The decline in freight rates threatens future investments in safety and decarbonisation. It could also impact maintenance levels and risk management budgets, according to the latest Allianz Safety & Shipping Review 2023.

Following the post-pandemic boom in container shipping, economic and geopolitical uncertainty and falling demand has hit freight rates. The cost of shipping a container between Asia and the US or Europe in April 2023 was more than eighty per cent lower [1] than a year earlier, while some routes are now at pre-pandemic levels.

As freight rates have declined, new vessels ordered during the boom have begun to arrive, adding to already excess capacity. The Mediterranean Shipping Company (MSC) [2] took delivery of two mega ships in March 2023 – MSC Tessa and MSC Irina – which are among the world’s largest container ships to date at more than 24,000 TEU each. It followed the delivery in February of the 24,118 TEU OOCL Spain, the first of six under construction.

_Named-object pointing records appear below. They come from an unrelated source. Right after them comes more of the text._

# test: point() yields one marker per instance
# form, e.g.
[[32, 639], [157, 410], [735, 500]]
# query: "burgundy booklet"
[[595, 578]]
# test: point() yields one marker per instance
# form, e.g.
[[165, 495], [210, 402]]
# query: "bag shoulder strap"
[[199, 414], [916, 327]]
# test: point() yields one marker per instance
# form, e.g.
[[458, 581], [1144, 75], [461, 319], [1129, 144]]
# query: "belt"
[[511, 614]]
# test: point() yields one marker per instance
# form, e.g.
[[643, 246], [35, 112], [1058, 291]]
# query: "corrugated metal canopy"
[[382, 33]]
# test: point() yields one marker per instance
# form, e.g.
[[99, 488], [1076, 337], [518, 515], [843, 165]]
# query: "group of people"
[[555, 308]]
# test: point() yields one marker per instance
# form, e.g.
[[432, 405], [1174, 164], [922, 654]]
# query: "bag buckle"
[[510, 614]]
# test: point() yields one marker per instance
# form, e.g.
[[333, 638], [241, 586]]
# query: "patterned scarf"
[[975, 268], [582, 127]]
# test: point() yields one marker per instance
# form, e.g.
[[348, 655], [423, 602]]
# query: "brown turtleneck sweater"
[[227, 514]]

Also read: ‘Shipping losses hit record low, but jump in fires’

Negative demand growth

The Baltic and International Maritime Council (BIMCO) [3] forecasts weak demand for container shipping outstripping supply in 2023, putting freight rates and second-hand ship values under pressure through to next year. The shipping body predicts negative demand growth through the first half of 2023, with a recovery in the second half leading to overall demand growth of one to two per cent in 2023, followed by five to six per cent in 2024.

The global container fleet is forecast to grow by 6.3 per cent in 2023 and by 8.1 per cent in 2024. Supply is set to rise with the easing of port congestion and deliveries of new vessels ordered during the boom period of the past two years. BIMCO predicts that 4.9 million TEU will be delivered during 2023 and 2024, equivalent to an additional nineteen per cent of the fleet size at the beginning of 2023.

Also read: Allianz: ‘Fire, collision, sinking and damaged cargo top causes of marine insurance losses’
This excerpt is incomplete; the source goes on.